Si tratta, è vero, come ammettono gli stessi autori, di un “piccolo studio esplorativo”, ma la sua importanza consiste nell’essere uno dei pochi lavori di ricerca che, esplorando direttamente l’istologia corticale post-mortem, ne ha indagato l’anomala fisiologia mediante una tecnica di genetica molecolare. La maggior parte degli studi, infatti, è basata su metodiche di neuroimmagine (MRI) che forniscono semplici dati morfologici macroscopici.

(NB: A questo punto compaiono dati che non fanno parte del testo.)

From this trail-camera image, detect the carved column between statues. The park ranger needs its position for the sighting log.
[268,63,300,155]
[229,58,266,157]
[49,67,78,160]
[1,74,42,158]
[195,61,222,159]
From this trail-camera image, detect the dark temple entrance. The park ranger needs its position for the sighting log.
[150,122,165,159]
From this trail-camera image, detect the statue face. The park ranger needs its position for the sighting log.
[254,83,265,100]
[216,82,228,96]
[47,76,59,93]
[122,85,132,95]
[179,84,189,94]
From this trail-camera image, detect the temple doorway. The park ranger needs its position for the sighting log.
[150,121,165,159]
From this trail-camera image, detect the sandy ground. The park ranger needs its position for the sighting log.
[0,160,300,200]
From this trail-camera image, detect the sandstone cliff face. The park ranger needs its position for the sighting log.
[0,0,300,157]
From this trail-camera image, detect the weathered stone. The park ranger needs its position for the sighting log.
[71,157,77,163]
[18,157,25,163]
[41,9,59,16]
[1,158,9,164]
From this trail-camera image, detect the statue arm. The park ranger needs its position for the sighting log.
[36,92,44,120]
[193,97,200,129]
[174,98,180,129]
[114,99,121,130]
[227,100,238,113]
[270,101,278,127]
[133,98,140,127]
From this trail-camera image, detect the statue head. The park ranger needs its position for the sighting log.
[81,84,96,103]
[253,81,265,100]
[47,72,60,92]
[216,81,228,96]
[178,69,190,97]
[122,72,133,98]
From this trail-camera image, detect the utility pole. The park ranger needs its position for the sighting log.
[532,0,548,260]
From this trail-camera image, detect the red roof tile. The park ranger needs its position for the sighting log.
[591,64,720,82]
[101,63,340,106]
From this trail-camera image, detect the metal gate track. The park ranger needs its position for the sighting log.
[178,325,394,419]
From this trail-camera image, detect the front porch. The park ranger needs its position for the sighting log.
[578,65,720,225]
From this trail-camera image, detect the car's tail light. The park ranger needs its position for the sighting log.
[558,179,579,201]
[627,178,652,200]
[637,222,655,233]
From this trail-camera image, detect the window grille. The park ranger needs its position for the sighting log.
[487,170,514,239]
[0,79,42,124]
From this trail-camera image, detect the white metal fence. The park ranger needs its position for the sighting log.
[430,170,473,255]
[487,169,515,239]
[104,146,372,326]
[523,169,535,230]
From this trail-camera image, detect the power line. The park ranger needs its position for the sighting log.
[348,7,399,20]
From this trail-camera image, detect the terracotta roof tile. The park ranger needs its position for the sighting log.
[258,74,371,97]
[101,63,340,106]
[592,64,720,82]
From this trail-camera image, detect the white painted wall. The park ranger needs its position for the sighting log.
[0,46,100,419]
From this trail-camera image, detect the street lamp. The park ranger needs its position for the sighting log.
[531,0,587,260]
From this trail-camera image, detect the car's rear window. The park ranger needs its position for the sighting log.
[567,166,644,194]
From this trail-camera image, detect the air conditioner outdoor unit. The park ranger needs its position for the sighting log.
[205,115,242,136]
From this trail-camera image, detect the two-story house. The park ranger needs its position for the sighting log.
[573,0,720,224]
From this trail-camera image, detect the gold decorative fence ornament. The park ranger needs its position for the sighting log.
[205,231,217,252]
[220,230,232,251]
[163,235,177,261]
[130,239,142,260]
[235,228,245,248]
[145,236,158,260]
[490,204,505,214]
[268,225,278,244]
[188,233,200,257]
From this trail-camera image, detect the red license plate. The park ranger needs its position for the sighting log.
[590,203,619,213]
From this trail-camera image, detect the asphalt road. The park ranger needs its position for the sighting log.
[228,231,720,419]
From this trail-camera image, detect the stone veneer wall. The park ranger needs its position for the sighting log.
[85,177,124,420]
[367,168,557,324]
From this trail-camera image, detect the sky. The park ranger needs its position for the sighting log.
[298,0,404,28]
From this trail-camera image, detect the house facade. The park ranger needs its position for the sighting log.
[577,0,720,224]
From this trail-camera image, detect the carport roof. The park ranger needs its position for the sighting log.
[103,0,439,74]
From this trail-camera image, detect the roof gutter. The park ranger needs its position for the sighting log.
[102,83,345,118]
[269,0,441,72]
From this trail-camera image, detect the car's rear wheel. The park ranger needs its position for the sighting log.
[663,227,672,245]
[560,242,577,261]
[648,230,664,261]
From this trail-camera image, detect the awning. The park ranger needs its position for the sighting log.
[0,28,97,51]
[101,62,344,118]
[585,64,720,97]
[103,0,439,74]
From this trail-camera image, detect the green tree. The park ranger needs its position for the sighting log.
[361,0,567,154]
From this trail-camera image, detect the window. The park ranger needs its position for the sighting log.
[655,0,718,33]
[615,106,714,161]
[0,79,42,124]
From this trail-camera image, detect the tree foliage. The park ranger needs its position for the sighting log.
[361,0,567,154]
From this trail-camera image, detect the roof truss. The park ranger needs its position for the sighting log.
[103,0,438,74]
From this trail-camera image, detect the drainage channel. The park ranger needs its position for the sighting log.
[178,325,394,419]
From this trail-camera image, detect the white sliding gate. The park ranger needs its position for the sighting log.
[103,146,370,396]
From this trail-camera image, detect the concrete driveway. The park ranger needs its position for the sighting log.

Anche se questo studio ci fa comprendere che siamo ancora lontani dalla possibilità di definire un profilo neuropatologico del disturbo autistico, ha il merito di rappresentare un ulteriore passo nell’allontanamento dagli errori del passato.

 

Gli autori della nota invitano alla lettura degli scritti di argomento connesso che appaiono nella sezione “NOTE E NOTIZIE” del sito (utilizzare il motore interno nella pagina “CERCA”).

 

Diane Richmond & Giovanni Rossi

BM&L-18 ottobre 2014

www.brainmindlife.org

 

 

 

 

 

 

 

 

 

 

 

 

 

 



[1] Stoner R., et al. Patches of Disorganization in the Neocortex of Children with Autism. The New England Journal of Medicine 370, 1209-1214, 2014.

[2] Vi si trovano cenni storici, descrizione clinica, criteri per la diagnosi di autismo e disturbi dello spettro dell’autismo. Nella presentazione del DSM-5 si discute anche il caso paradossale dell’esclusione dal manuale diagnostico statistico del disturbo di Asperger ora che è possibile una diagnosi precisa.

[3] Si fa riferimento all’agenesia di parte del verme e degli emisferi del cervelletto, al ridotto volume di aree corticali, dell’ippocampo, dell’amigdala e del corpo calloso.

[4] Sono state riportate alterazioni nei sistemi serotoninergico (oltre l’iperserotoninemia piastrinica degli autistici), glutammatergico, GABAergico, colinergico e nei sistemi dello stress; per molti anni la maggior parte degli studi si è concentrata sui sistemi dopaminergici che, però, sono risultati normali per molti aspetti. Nell’autismo, la produzione notturna di melatonina è notevolmente ridotta e, apparentemente, anche il rilascio diurno è diminuito.

[5] Nelle osservazioni che sono giunte alla nostra attenzione, accanto a cause più strettamente legate a geni mal funzionanti, si possono annoverare fattori di disturbo come lo sviluppo precoce di un angioma.

[6] Ibridizzazione in situ dell’RNA con un panel di markers molecolari specifici per lamina corticale e tipo cellulare per stabilire il fenotipo della microstruttura corticale.